What a load of rubbish.
No, this isn’t a nasty comment left by a disgruntled student on a year-end class evaluation. It’s the opening line of the syllabus of Washington State University’s Honors College course, Global Issues in the Sciences, taught by professor of materials science and engineering, and bestselling Springer author, M. Grant Norton.
Since 2019, Grant’s course has challenged students to critically examine the impact of society’s relationship with materials, from exploring the fate of plastic waste in oceans and landfills, to delving into the ethical questions surrounding mineral extraction in politically unstable regions of the world.
And in his new Springer book, “A Modern History of Materials: From Stability to Sustainability,” Grant gives particular attention to the materials that have rapidly transformed our society over the last century, and their role in the major global challenges of the future.
From the discovery of plastics to the invention of the silicon integrated circuit and the rechargeable lithium-ion battery, Grant tells the story of how the modern materials revolution has irreversibly reshaped our world — for better and for worse.

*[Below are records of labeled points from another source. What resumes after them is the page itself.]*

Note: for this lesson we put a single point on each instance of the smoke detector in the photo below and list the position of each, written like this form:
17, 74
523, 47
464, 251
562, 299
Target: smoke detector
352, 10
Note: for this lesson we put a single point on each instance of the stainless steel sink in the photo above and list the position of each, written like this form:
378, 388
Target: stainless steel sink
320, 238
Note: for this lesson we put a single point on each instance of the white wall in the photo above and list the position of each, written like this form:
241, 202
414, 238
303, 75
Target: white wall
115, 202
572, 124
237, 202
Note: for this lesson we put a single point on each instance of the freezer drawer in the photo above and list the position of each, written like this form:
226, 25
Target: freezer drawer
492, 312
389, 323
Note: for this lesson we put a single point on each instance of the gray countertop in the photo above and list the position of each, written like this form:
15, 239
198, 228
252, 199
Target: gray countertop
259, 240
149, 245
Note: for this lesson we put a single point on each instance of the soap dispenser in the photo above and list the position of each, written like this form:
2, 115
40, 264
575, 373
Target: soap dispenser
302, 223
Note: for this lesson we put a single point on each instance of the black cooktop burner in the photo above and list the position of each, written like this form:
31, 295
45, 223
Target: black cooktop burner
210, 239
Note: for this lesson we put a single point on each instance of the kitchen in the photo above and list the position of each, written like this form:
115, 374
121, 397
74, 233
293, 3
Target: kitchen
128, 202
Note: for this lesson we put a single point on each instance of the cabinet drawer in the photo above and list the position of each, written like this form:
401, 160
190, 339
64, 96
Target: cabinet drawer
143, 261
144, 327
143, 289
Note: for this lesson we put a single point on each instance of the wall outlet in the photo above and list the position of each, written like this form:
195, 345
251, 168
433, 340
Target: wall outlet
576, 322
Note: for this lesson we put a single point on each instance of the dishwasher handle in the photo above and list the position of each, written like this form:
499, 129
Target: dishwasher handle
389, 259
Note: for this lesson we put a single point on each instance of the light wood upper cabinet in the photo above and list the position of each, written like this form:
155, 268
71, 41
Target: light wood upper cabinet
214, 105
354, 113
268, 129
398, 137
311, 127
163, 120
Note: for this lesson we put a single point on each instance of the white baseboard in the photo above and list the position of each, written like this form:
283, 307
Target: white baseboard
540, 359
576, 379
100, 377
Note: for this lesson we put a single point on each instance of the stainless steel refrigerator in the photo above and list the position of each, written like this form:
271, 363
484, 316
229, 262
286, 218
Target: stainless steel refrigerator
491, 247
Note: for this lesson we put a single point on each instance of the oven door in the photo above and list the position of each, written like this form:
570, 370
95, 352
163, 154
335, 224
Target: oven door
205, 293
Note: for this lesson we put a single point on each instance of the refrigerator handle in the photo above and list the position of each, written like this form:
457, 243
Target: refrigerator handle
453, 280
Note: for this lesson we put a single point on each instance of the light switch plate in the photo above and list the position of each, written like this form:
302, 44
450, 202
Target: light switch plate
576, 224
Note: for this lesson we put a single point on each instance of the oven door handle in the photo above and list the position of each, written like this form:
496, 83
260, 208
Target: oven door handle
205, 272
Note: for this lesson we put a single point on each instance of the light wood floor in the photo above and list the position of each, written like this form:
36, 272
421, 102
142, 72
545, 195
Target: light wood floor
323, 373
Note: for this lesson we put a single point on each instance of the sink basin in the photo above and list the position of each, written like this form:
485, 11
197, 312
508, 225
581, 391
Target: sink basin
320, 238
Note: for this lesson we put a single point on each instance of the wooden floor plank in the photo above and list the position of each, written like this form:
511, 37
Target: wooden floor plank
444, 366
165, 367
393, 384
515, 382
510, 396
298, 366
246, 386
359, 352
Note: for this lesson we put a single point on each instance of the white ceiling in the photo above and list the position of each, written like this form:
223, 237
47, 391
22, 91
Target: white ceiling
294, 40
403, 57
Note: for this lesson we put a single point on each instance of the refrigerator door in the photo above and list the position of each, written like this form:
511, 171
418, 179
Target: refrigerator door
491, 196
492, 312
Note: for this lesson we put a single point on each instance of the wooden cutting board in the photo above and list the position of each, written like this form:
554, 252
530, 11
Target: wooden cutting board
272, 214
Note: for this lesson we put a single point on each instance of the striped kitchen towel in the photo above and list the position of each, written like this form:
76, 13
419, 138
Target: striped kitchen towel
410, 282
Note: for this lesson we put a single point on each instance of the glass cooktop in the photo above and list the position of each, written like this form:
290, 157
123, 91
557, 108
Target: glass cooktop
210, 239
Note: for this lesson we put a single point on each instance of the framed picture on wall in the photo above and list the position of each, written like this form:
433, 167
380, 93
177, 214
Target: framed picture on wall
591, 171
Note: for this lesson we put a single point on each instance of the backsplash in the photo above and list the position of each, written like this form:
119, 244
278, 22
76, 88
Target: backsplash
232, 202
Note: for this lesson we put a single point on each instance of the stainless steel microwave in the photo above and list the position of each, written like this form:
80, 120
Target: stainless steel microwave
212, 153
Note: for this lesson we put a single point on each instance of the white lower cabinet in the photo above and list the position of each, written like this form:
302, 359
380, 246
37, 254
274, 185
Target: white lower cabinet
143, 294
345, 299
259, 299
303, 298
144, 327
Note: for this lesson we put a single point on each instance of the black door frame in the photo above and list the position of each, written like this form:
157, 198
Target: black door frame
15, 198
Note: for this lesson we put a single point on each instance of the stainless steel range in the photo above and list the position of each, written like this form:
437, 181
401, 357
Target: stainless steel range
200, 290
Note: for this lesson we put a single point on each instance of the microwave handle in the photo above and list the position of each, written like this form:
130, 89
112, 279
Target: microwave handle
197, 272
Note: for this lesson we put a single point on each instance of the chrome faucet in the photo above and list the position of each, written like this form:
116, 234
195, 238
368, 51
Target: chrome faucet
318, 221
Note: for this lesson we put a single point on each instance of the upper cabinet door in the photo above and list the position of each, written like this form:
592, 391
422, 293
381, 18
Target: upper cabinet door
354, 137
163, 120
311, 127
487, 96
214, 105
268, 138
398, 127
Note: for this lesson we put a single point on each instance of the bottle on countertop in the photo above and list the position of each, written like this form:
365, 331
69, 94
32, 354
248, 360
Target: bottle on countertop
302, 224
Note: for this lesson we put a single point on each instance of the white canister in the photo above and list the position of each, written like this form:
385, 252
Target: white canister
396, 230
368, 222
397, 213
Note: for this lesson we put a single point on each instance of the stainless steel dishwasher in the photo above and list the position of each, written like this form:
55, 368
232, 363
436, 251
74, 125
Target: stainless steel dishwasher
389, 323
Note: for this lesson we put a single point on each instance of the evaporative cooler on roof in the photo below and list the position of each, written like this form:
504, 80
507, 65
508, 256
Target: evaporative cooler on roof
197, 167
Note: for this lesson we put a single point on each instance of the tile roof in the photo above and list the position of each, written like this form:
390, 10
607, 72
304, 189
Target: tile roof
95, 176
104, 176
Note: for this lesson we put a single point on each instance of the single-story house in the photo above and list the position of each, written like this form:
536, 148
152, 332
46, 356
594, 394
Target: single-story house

Take plastics, for instance. Derived from crude oil, these ubiquitous materials are lightweight, seemingly indestructible, and able to be molded into almost any shape imaginable. However, the selfsame property that makes them so desirable has also led to a series of unintended consequences affecting both us and our environment. And despite popular perception, only a fraction of plastics are actually recycled, with the majority ending up in landfills, oceans, and other parts of the environment where they pose a serious threat to wildlife and ecosystems.
Then there’s the issue of cobalt, a key component in the lithium-ion batteries used in smartphones and electric vehicles. Over 70% of the world’s cobalt comes from the Democratic Republic of Congo, where environmental degradation and flagrant human rights violations such as child slavery run rampant. And the demand for cobalt is only set to grow, with experts estimating that global demand could almost double by 2030.
In the same vein as his previous Springer book, “Ten Materials That Shaped Our World,” Grant continues the story of humanity’s deeply intertwined evolution with the materials that made us, and our ever-changing relationship with them.
On the topic of sustainability, for example, we get a glimpse into the lives of the ancient Pompeiians and their large-scale system of sorting and re-selling their refuse, giving us one of the first-ever examples of a circular economy. We also learn why the global recycling rate of aluminum is so high (over 70%) while that of lithium is so low (less than 3%), and what this bodes for the future of lithium-ion batteries and our transition to a low-carbon economy.
Our relationship with the things we create has far-reaching consequences. From the proliferation of plastics to the exploitation of critical minerals, the materials that shape our world also shape our ethical, environmental, and social landscapes. As we move towards a more sustainable future, Grant shows us how we must grapple with the trashy legacy of our past, and find innovative ways to repurpose, recycle, and reimagine the materials that define us.
After all, one person's load of rubbish is another person's engineering breakthrough.